There are already seven nuclear submarines at Rosyth
Seven decommissioned submarines are currently tied up at Rosyth and it is feared the Ministry of Defence may want to bring in 20 more, and store the radioactive material in a dockside dump until a permanent solution is found.
Every nuclear submarine contains a mini nuclear power station about the size of two double-decker buses.
When one is decommissioned, the fuel is removed and taken to Sellafield but the compartment containing the reactor remains onboard and is still highly radioactive.
A total of 11 boats have already undergone this process with seven floating at Rosyth and four at Devonport Naval Base in Cornwall.
Another 16 nuclear submarines are expected to be decommissioned in the next few years and the UK Government has invited proposals from parties interested in undertaking the work.
The owner of the Rosyth Dockyard, Babcock Engineering Services, confirmed it has registered its interest but local MSP Scott Barrie said people living nearby are "uneasy" about the prospect of more submarines being broken up on their doorstep.

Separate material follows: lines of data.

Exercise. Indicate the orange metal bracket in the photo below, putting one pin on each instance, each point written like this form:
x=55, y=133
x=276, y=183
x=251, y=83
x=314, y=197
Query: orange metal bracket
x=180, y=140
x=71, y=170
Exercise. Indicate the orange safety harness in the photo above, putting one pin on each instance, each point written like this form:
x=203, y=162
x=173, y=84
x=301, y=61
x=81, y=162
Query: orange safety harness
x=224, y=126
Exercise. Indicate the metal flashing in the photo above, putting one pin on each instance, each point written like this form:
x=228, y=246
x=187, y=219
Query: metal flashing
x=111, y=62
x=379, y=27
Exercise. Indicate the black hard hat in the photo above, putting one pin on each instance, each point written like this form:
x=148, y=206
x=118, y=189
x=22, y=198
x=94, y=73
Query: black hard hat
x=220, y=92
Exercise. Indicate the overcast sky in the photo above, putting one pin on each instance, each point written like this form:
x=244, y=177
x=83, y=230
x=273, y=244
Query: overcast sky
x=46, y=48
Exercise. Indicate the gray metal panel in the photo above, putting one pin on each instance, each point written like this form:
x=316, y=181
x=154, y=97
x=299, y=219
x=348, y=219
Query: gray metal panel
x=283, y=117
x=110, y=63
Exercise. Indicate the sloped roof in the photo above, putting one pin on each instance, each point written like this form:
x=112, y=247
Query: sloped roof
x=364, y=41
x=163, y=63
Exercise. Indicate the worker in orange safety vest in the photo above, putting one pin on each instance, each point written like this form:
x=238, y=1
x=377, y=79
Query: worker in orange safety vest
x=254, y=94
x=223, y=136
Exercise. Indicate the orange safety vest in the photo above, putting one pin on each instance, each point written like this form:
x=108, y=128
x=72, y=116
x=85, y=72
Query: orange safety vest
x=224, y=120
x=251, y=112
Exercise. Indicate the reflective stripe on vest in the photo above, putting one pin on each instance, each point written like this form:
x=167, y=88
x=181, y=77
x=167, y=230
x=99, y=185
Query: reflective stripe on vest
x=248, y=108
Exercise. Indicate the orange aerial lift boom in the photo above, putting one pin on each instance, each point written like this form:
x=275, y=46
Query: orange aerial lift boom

"People are very concerned about the nuclear submarines that are currently located at Rosyth and what the long-term plans for them are - there is no plan at the moment for where the long-term storage is going to be within the UK", he said.
"If these subs are to be broken up, the nuclear component will have to be stored on a temporary basis at Rosyth."
He added: "Secondly, and perhaps more concerning, is the option to bring other subs - over and above the seven currently there - to Rosyth to be disposed of.
"At the time when we are trying to market Rosyth as an international ferry port, the last thing we want is for nuclear waste to be stored just along the road."
Mr Barrie said he would be pressing the government, along with Rachel Squire, MP for Dunfermline, to come up with a better "long-term solution".
Babcock say the public will be consulted over any plans
A spokesman for Babcock at Rosyth said that the views of the public would be taken into account during a consultation exercise.
He said: "Babcock Engineering Services confirm that they are working with the MoD, as are a number of other organisations at several locations, towards an acceptable long-term solution to the disposal of redundant nuclear submarines.
"We understand a second round of public consultation of all options will be announced soon."
However Peter Roche, of campaign group Greenpeace, said that even if the solution to build a permanent repository for the vessels is decided upon, it could take decades to put into place.
He said: "It would take at least 25 years once a decision is taken to build a repository before one is actually built, it could even stretch to as long as 50 years.
"Anything that is stored at Rosyth could be there until the middle of the century quite easily."
The government is expected to publish the results of the latest consultation document on how best to dispose of the fleet later this week.